Back when I started this blog (many beers ago), I highlighted a tip that allows you to send text messages from email for free. At the time, this was a money saver, with how people used their phones – texting wasn’t cheap and you could send an email from a desktop and save the mobile text message fee.
It was a nice little money saving tip at the time, but the way people use their phones today is now completely different, so it’s not quite as relevant. People may be sending text messages via email, but they are doing it from their mobile phones, if at all. And text messages today are cheap. Many of the cheapest data plans come with unlimited text messages built in to the plan.
However, data is not cheap (check out my article on how to cut data usage on iPhone & Android). And with free text messaging, one might find it beneficial to do the reverse today – send text messages to email.
Learning how to send text messages to email can come in handy in a number of scenarios:
- you want to save money on data by not accessing your web browser
- you want to send yourself a notification or reminder or if you know someone’s email but do not know their phone number
- the recipient does not have a mobile phone but does have email
- the recipient checks their email much more frequently than text messages
- it’s not an urgent message and you just want to save them the next fee.

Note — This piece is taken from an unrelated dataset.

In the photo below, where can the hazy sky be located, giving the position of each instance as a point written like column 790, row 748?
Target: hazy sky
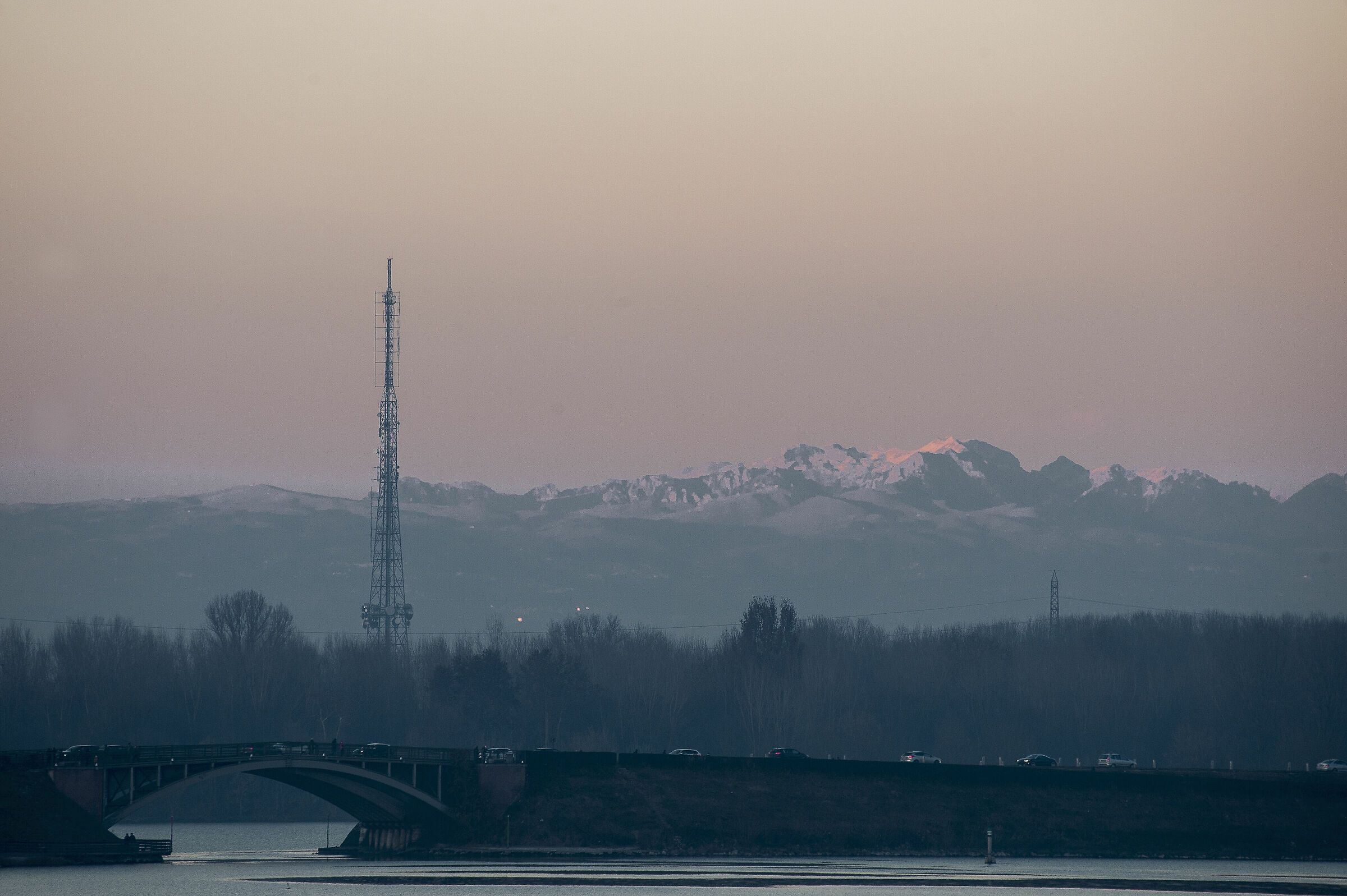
column 636, row 236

How to Send a Text Message to Email
If you have a phone with SMS (Short Message Service) or MMS (Multimedia Messaging Service) then you can send a text to email. SMS is basic simple text messaging and MMS is the next level up (can include photos, video, or audio).
Here are the steps on how to text to email:
- Turn on your text message application
- Enter the recipients email address instead of their phone number
- Compose your text
It’s really that simple. Your carrier will convert the text message to an email.
Much simpler than sending a text from email, which requires a carrier specific domain at the end of the number (instructions on how to do that are linked to in the article mentioned at the top of this article).